CN103288978B - Fucoidan and preparation method thereof and the application in the antidiabetic alpha-glucosidase inhibitor of preparation - Google Patents

Abstract

The invention provides a kind of fucoidan sulfate and its preparation method and its application in the preparation of anti-diabetic α-glucosidase inhibitors, which are extracted from brown algae by water extraction and weak alkali by ethanol fractionation and calcium chloride precipitation. Separation and purification in the extraction solution, the sugar residue is mainly composed of a-1,3-/a-1,4-linked L-fucose, the weight average molecular weight is 10-500kD, and the sulfate content is 17.1-38.2% , wherein the content of fucose in the monosaccharide composition is 53.7-80.6%. The fucoidan sulfate of the present invention can not only inhibit the activity of α-glucosidase in vitro; it can also significantly reduce the postprandial glycated hemoglobin level of type 2 diabetic animals; Simple, high yield, easy industrialization, and the product has the advantages of good water solubility, high stability, safety and low toxicity, etc., and has broad market application prospects in the prevention and treatment of type 2 diabetes.

Description

Fucoidan sulfate and its preparation method and its application in the preparation of anti-diabetic α-glucosidase inhibitors

technical field

The invention belongs to the field of marine medicines, and in particular relates to a fucoidan sulfate, a preparation method thereof and an application in preparation of an anti-diabetic alpha-glucosidase inhibitor.

Background technique

With the changes in people's living habits and dietary structure, the incidence of diabetes has risen sharply.
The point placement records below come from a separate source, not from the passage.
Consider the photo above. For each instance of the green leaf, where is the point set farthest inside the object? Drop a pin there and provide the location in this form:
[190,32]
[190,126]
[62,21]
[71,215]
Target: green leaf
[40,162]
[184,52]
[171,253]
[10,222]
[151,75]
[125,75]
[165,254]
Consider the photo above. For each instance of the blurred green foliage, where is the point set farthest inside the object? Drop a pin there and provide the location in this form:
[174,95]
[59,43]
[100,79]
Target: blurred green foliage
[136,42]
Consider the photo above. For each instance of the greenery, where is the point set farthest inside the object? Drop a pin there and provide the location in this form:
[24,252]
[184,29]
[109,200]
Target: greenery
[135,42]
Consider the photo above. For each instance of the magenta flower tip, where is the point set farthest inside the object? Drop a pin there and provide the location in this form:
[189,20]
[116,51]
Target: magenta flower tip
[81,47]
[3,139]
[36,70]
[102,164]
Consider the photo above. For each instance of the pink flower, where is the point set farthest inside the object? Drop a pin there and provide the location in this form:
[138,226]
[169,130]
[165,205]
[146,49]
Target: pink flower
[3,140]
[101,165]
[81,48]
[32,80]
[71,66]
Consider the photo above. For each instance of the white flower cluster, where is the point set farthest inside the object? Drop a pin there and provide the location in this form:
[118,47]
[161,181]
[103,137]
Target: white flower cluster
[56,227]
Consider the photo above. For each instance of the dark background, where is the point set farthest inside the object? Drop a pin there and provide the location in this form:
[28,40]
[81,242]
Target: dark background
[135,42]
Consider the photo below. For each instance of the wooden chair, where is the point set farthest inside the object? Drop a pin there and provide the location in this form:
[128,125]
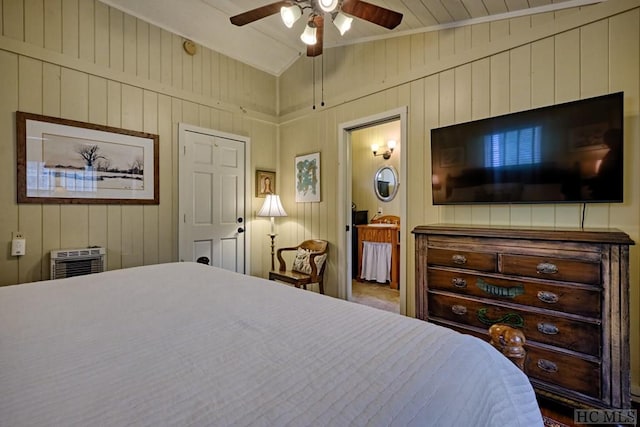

According to the data released by WHO in 2011, about 4.6 million people die of diabetes-related diseases in the world every year, and the medical expenses for diabetes are as high as 465 billion US dollars. The huge diabetes population poses a huge challenge to the world. At present, there are more than 90 million diabetic patients and more than 100 million pre-diabetic patients in China. 25% of the total population has abnormal diabetes metabolism, and the prevalence of diabetes is as high as 9.7%. China has surpassed India to become the country with the largest number of diabetics in the world.

Diabetes is a metabolic disease whose etiology and pathogenesis have not yet been fully elucidated. The disorder of sugar, fat and protein metabolism in the patient's body will cause a series of complications in multiple tissues of the body. Almost 75-80% of diabetic patients die of cardiovascular disease, and diabetic patients are 2-4 times more likely to suffer from coronary heart disease than non-diabetic patients. Deaths caused by diabetes reduce the life expectancy of the sick population by 12-14 years , and the quality of life is greatly reduced. At present, WHO divides diabetes into three types, including type I diabetes, type II diabetes and gestational diabetes, and the incidence of type II diabetes accounts for about 90% of the total number of diabetic patients.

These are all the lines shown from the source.